E lo so che oggi è tanto comune sparare a zero, “sono tutti uguali”, “sono tutti corrotti”, “mandiamoli a casa”; e poi quelli che “io non voto perché non cambia mai niente”. Sarà. Ma per quanto imperfetta sia la democrazia, è comunque la cosa migliore che abbiamo; e votare è il momento in cui si può fare una differenza, in un senso o nell’altro. Perché rinunciarci? Non votare “perché non cambia niente” è come spararsi in un piede per dimostrare che il fucile era carico. Facile, poi, lamentarsi che non cambia niente. Ma al di là di tutte le idee politiche che ognuno di noi ha, il voto è importante; che si tratti di amministrative, politiche, europee o referendum non importa.

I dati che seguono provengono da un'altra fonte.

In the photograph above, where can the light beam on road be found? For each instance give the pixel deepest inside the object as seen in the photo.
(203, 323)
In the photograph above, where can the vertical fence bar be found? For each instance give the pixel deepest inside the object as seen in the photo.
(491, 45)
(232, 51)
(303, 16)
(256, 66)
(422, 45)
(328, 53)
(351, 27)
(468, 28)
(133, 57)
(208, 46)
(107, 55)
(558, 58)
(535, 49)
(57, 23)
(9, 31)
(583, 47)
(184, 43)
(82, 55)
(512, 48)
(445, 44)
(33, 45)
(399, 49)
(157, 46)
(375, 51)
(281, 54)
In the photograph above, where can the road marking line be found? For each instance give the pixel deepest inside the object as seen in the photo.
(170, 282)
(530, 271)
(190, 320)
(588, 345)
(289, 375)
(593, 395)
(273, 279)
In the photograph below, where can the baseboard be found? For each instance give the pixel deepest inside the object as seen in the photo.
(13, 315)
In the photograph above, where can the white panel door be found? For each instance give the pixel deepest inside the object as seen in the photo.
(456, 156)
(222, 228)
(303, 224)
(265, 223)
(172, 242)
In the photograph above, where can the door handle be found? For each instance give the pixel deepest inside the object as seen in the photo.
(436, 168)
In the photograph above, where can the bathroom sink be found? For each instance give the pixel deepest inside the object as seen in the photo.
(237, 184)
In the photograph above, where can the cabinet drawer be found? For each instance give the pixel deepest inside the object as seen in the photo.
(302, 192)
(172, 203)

Ultimamente, ogni volta che vado a votare, mi cade l’occhio sul registro degli elettori. È vero che io spesso ci vado presto, perché sono impaziente e, l’ho detto, andare a votare mi piace. Ma anche nei casi in cui sono andato più tardi, l’ho sempre visto miseramente vuoto. E questo è un male per tutti, perché come si può pensare di essere rappresentativi — ripeto, al di là del risultato — se non andiamo a dire la nostra?
Fate un favore a voi stessi e domani un quarto d’ora mettetelo da parte per andare al seggio. Votate chi vi pare, ma votate!